Are we all guilty of poking the inflationary bear? And what happens if it wakes up? Photo / Getty Images
OPINION:
As vaccines begin to work their magic big economic policy questions are starting to be asked around the world.
Are we all guilty of poking the inflationary bear? And what happens if it wakes up? Will the imbalances caused by the gargantuan economic response to Covid-19 create bigger problemsthan those caused by the pandemic itself?
Economists' views on what happens next mostly depend on their views about inflation.
The doves believe it is completely dead. As far as they're concerned inflation was slayed in the 1990s, and thanks to the competitive impacts of globalisation and the digital revolution, it isn't coming back.
For these economists there seems no level of money printing or fiscal pump-priming that is too large to bring the world economy back to life. With no inflationary price to pay, the world should go hard and then go hard again.
Wages too can be legislated up without consequence, and the old theory of inflation being the result of too much money chasing too few goods is, to them, debunked and discredited. This is the new world of free money and no economic consequences.
The hawks on the other hand are starting to get worried. They see the sheer volume of stimulus, the resulting rich-world government debt, and all the money printing as entering uncharted territory. They see near-zero interest rates creating huge asset price bubbles, be it in housing, shares or bitcoin.
They see everybody chasing yield and forgetting risk. And they also see massive volumes of money in circulation and the early signs of an inflationary spike that could tear the whole edifice down.
If inflation does reappear, and central banks are obliged to move to choke it off, then even modest increases in interest rates could play havoc with asset prices and government debt and cause major economic disruption.
The doves take comfort from what happened after the global financial crisis. The large stimulus packages then did not result in inflation.
The hawks point out that the size of today's stimulus party makes the GFC response look like a church picnic.
They also point to events like the 2013 taper tantrum in the US as evidence of how vulnerable asset markets are to even a moderate tightening of monetary policy.
The outlook for inflation is looking less benign this time. The structural shifts that helped create a low inflationary environment are waning.
Globalisation is accused of many things but it was a huge boon in providing lower prices for consumers all over the world. It is now in retreat as geopolitics takes a darker turn.
Goods prices are rising as a result of post-Covid freight snarl-ups and many commodity prices, including milk and oil, have recovered much more quickly than people expected.

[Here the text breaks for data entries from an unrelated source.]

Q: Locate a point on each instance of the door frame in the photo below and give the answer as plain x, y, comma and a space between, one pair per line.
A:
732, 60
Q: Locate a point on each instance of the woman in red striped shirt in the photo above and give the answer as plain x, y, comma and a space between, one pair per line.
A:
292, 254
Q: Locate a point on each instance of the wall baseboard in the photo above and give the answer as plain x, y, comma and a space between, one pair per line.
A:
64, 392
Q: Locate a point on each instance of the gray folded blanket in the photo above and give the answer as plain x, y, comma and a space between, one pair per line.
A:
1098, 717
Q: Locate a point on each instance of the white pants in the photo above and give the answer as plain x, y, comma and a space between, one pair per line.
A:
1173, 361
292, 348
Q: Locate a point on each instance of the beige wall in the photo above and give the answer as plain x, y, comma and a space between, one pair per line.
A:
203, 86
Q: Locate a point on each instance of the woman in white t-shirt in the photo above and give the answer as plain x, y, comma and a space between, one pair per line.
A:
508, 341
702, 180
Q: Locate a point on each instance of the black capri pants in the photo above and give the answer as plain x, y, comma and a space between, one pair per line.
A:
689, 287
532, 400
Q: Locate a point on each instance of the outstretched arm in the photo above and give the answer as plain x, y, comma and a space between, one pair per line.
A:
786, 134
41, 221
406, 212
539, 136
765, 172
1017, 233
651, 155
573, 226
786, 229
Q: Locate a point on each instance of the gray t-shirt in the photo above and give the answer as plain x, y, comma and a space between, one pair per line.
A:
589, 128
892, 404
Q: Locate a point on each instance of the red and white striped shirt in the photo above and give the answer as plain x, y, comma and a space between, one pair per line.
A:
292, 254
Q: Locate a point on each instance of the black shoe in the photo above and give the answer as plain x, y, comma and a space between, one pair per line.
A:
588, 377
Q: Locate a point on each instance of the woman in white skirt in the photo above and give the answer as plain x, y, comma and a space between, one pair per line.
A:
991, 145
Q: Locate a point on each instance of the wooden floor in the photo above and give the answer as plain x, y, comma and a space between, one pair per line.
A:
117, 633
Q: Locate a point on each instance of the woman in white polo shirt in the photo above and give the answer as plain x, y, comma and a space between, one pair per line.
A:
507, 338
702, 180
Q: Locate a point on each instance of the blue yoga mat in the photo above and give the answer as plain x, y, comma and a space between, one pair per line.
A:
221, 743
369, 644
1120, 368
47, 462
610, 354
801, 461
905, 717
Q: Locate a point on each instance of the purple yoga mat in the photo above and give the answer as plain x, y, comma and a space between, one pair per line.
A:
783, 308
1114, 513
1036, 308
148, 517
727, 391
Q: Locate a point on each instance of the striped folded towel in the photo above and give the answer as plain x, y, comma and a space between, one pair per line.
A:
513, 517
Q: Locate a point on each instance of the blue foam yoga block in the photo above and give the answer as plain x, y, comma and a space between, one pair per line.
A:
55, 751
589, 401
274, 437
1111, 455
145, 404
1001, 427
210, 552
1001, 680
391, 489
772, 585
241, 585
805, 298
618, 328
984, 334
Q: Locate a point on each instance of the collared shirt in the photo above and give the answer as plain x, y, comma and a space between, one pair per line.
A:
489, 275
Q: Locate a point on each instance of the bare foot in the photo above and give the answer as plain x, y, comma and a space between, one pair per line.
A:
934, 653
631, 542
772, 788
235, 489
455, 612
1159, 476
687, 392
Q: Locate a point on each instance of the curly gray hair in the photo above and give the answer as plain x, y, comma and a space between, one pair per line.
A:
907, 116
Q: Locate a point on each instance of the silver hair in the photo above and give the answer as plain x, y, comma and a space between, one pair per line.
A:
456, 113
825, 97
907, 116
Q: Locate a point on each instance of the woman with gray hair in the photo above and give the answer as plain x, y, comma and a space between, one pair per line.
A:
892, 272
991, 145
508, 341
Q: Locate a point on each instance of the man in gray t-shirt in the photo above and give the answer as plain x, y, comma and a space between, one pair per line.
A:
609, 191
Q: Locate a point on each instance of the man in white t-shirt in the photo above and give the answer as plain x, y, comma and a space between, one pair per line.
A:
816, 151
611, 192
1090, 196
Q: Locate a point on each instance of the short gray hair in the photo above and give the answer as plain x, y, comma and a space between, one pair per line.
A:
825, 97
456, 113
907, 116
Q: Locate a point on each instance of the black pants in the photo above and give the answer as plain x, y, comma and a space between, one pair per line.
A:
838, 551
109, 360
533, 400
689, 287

Here in New Zealand, other inflationary pressures are also starting to appear.
Housing and construction costs are increasing. New regulatory requirements are pushing up rents, and councils are proposing double-digit rates increases for the first time in decades. The Government is stoking things along in a number of ways, including by deliberately restricting the labour market with its border controls and pushing up minimum wages and public sector wages aggressively, without any commensurate increases in productivity.
Government energy policy in the name of the environment will boost energy and transport prices, while green tape is pushing up the cost of food production. These policy calls may or may not have merit, but all are further pokes at the inflationary bear.
The biggest poke of all is the one currently being orchestrated in the US by new President Joe Biden. Unimpressed with the two giant stimulus packages Congress has already passed, he is instigating the mother of all stimulus plans, just as the pandemic peaks, estimated to be worth an unbelievable 10 per cent of the entire US economy.
It's so big even Larry Summers, Obama's loyal economic guru, has baulked at it. This giant economic experiment could, and will likely, have worldwide inflationary repercussions.
The resurgence of world inflation is by no means a slam dunk. There are countervailing pressures, including the possibility that the world economy is sicker than it currently appears. If it is really sick, then maybe this sort of foot-to-the-floor stimulus is needed, but that would hardly be good news. Instead the policy response increasingly begins to feel like an overreaction.
Perhaps we have all underestimated how much a pandemic recession represents a temporary depressing of demand, rather than a permanent impairment of collective wealth.
Some inflationary pressures will be one-offs. Central banks are promising to "look through" short-term inflationary spikes and, for the first time, calibrate their responses by averaging inflation rates over a longer period than in the past.
Given many have previously loudly declared they won't be lifting interest rates for years, that looks a tad convenient, and also risky. Once inflationary expectations take hold, they are hard to break.
So what's the harm with inflation? How bad could it be? For those of us too young to remember, inflation eats away at people's purchasing power and effectively reduces incomes. It raises the cost of living and interest rates. It's like a tax on your future, to pay for the economic stimulus we are enjoying now. And it's hardest on people with low incomes.
Even worse the reappearance of inflation could puncture our over-inflated asset prices. And that would make everyone feel poorer, causing a rapid economic slowdown.
New Zealand doesn't yet have an inflationary problem. The last two quarters suggest we are tracking around the Reserve Bank's inflation target of 2 per cent. But the risks are mostly to the downside.
And there is plenty of evidence that inflation isn't dead. Developing nations like Turkey, India, Pakistan, Argentina and much of Africa are grappling with it as we speak. In the Western world it is likely just sleeping. Best we don't poke it too much and wake it up.